I was surprised at things the agent struggled to deal with. Big, red “X” icons to remove items from a list look really easy for humans. But agents don’t select items on a page based on their appearance - they have to navigate using a programmatic method, so the HTML structure of your page suddenly matters much more. Also, not dealing with focus changes during operations threw the agent off. When you remove an item that had focus previously, you have to decide where to move focus, otherwise the agent gets lost trying to find what it wanted to do next. There were a number of these types of things that came up.
Interestingly, I found that adopting best practices for visually impaired users solved most of these problems. This is because under the covers, agent driven browsing is using the same models that visually impaired browser use. There are existing standards that tell you exactly how to support those browser, but I have to admit they are not usually followed. Using good Aria labels, making sure input titles are not ambiguous, etc, all make a huge difference. Humans skip these practices because they are extra work and somewhat tedious, but using coding tools eliminates that friction - no more excuses.

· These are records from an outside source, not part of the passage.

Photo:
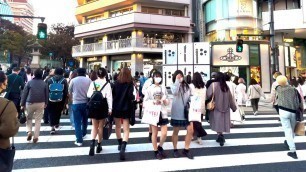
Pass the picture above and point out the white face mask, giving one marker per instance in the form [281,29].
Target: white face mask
[157,80]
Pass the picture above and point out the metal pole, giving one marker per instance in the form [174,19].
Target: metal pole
[274,60]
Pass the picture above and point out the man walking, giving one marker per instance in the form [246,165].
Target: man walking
[14,87]
[78,88]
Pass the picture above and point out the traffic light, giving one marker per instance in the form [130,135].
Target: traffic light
[42,31]
[239,45]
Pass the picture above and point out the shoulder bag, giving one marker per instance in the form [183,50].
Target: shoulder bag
[211,105]
[7,155]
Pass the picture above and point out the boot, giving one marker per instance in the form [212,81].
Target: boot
[122,151]
[92,148]
[99,148]
[119,144]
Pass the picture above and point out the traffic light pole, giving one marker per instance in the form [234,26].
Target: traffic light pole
[273,58]
[30,17]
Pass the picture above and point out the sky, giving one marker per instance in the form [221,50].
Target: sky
[55,11]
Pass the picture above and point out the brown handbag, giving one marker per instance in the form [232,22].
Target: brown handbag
[211,105]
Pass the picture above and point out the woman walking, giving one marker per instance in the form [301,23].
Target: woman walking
[181,95]
[241,92]
[98,119]
[198,89]
[220,115]
[122,107]
[34,99]
[157,94]
[254,94]
[289,101]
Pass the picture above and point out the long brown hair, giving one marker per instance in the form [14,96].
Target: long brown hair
[125,76]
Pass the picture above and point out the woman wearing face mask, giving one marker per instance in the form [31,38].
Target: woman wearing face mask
[181,95]
[157,94]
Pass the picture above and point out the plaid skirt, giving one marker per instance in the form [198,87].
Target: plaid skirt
[179,123]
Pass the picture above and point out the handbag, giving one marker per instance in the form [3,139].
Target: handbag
[186,108]
[7,155]
[107,128]
[211,105]
[23,118]
[300,129]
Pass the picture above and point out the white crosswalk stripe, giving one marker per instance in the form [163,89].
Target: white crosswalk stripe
[252,138]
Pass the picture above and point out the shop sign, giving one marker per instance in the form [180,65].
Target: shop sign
[93,59]
[224,55]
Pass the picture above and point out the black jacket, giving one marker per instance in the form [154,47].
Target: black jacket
[122,96]
[57,78]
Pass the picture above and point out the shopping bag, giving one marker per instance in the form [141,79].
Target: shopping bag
[236,116]
[248,103]
[151,114]
[300,128]
[107,128]
[195,109]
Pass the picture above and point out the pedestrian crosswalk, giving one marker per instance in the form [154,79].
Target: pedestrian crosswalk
[256,142]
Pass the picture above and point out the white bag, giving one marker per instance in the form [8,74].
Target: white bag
[151,114]
[195,109]
[248,103]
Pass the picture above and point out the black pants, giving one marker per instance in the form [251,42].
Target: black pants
[15,97]
[254,103]
[54,112]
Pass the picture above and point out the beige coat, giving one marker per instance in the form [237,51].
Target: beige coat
[220,117]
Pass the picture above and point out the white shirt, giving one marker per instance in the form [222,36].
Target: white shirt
[106,92]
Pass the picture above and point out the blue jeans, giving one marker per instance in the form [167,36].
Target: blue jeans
[80,120]
[288,121]
[70,112]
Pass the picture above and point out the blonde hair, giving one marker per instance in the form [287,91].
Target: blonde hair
[282,80]
[241,80]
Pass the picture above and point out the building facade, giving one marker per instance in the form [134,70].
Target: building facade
[22,8]
[129,33]
[224,19]
[5,9]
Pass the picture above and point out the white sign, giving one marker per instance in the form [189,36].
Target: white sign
[170,53]
[185,53]
[226,55]
[201,53]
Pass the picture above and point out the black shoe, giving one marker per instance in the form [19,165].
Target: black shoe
[176,154]
[158,155]
[52,131]
[161,151]
[286,145]
[99,148]
[292,155]
[119,144]
[122,151]
[187,154]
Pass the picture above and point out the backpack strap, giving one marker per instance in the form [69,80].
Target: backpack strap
[103,86]
[95,87]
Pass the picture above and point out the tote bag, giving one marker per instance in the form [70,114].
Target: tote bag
[195,109]
[151,114]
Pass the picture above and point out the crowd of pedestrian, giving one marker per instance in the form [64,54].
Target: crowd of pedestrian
[102,97]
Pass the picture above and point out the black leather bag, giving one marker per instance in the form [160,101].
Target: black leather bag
[107,128]
[7,155]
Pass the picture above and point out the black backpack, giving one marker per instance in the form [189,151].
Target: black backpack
[97,104]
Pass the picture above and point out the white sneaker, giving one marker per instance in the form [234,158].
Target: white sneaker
[78,144]
[199,141]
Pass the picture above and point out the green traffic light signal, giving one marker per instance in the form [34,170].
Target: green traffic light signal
[239,45]
[42,31]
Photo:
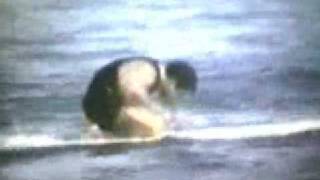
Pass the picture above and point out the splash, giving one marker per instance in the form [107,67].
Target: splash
[248,131]
[212,133]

All that said, there are going to be functions of your app that simply aren’t compatible with agents. Playing a song, printing an invoice, interacting with a physics simulation of a catapult to practice your design of experiments skills… agents can’t make sense of that, but if you tell one to act like a human they will darn sure try. So you need to take that into account when you design your tests and steer them away from wasting their time. Alas, poor tokens, I knew thee…
Conclusion
I don’t think agentic UX testing will replace human usability research, but I do think it adds value. Catch “obvious” things sooner/cheaper/faster and let human subjects focus on things that only humans will notice or be able to use. Unless you’ve been strict about accessibility, though, this approach likely won’t work for you until you fix those issues.
But that’s the surprising value of this exercise, I think. Ensuring agentic compatibility of your service feels like good insurance to me given the way personal AI agent winds are blowing. Personal agents will have a personality as well, so this testing approach gives you valuable insight into what they’re going to encounter with your service. I, for one, welcome our new agentic customers.